Now go write a full stack application with Qwen 3.5B and find a million issues with it that you wouldn't have with Opus.
Simple_Library_2700@reddit
3.5 27B does without a doubt beat out haiku, so I’d imagine 3.6 does as well.
But to say it beats opus is very funny and simply untrue.
ArugulaAnnual1765@reddit (OP)
When it runs literal circles around slowpus, able to iterate through multiple prompts before slowpus even finishes reasoning for the first.

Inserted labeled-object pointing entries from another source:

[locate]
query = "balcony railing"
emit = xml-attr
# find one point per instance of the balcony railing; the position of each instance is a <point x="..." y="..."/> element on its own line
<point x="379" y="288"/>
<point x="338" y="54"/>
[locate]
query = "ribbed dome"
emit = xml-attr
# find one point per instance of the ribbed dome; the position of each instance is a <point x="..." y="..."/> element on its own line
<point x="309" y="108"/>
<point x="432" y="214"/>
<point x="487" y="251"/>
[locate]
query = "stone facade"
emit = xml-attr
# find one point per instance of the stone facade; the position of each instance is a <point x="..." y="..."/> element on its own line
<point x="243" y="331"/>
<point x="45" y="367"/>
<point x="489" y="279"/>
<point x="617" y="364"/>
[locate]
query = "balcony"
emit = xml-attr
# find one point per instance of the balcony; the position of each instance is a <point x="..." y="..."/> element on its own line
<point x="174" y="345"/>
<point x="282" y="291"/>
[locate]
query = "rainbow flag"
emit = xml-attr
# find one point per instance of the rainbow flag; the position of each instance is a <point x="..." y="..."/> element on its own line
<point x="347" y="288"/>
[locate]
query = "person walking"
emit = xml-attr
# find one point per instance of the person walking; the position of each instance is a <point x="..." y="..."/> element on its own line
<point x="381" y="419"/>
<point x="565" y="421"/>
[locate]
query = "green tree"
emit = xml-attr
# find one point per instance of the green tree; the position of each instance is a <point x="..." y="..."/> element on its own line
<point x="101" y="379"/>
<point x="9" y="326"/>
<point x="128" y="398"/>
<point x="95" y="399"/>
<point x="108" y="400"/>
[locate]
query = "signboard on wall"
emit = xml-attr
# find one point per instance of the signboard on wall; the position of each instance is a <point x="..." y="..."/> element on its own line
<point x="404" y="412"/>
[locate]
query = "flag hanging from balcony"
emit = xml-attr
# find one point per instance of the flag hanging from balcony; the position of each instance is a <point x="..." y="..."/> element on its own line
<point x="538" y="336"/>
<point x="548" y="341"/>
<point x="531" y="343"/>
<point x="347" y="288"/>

Simple_Library_2700@reddit
Yes, I also have a 5090 and love running local because it is fast. But when I need something done right I’m still turning to the cloud model every time.
Prudent-Ad4509@reddit
I'd say there are certain usages and cases where it would. But the same can be said for any highly specialized llm done right.
No-Anchovies@reddit
Because some people actually build massive full stack applications....script by script (such surprise, much wonder). Not everyone is out there vibecoding slop
ArugulaAnnual1765@reddit (OP)
lol exactly I had it work on a ticket, not the entire fucking codebase lmao
ArugulaAnnual1765@reddit (OP)
The fact that its even in the same conversation blows me away - also at 180 tps it blazes right past slowups, by the time slowpus is done reasoning and out of usage, my local set up would have already gone through multiple iterations anyway, producing a better result.
My claude pro sub expired on the 18th and i havent had an issue with usage warnings since LMAO
Glum_Act122@reddit
missing the point of local models
mmis1000@reddit
If you think about gemini flash/pro is supposed to be a 10x or 30x bigger model and can't even follow instruction for a long run. Requires antigavity to prepend any single output with hint to force it use tool properly...
Elegant_Tech@reddit
If you are doing basic coding with popular languages you might not see much difference. Like you even said you have to get big in scope with a more complex tech stack that hits the knowledge gaps.
xXy4bb4d4bb4d00Xx@reddit
ive been using qwen + opencode now for months and consistently it delivers better results
i have out of interest given the same task to opus / codex a few times and it's never really done anything that qwen couldn't - and in at least one case opus failed completely
i understand things are moving very quickly and many people do not have the time/capability to look at all the various options, but i am quite convinced that the api based models are doa
ArugulaAnnual1765@reddit (OP)
100% I can get the same results now, its 10x faster, and unlimited usage - why exactly would I go back to paying $20 a month again? LOL
Techngro@reddit
Is this only possible for 32GB VRAM setups (you mentioned 250k context)? I'm considering getting a 24GB GPU because I know my 4080 Super won't cut it with 16GB. I've been paying for Claude Max for a while now, but am leaning towards going mostly local.
ArugulaAnnual1765@reddit (OP)
You might be able to get away with it if you use a smaller quant, smaller quant and more quantized kv cache (I have mine q8)
egomarker@reddit
Cool story but no.
rarogcmex@reddit
Have you verified that bugs do exists really? I believe Anthropics deliberately made their models numb in cybersec.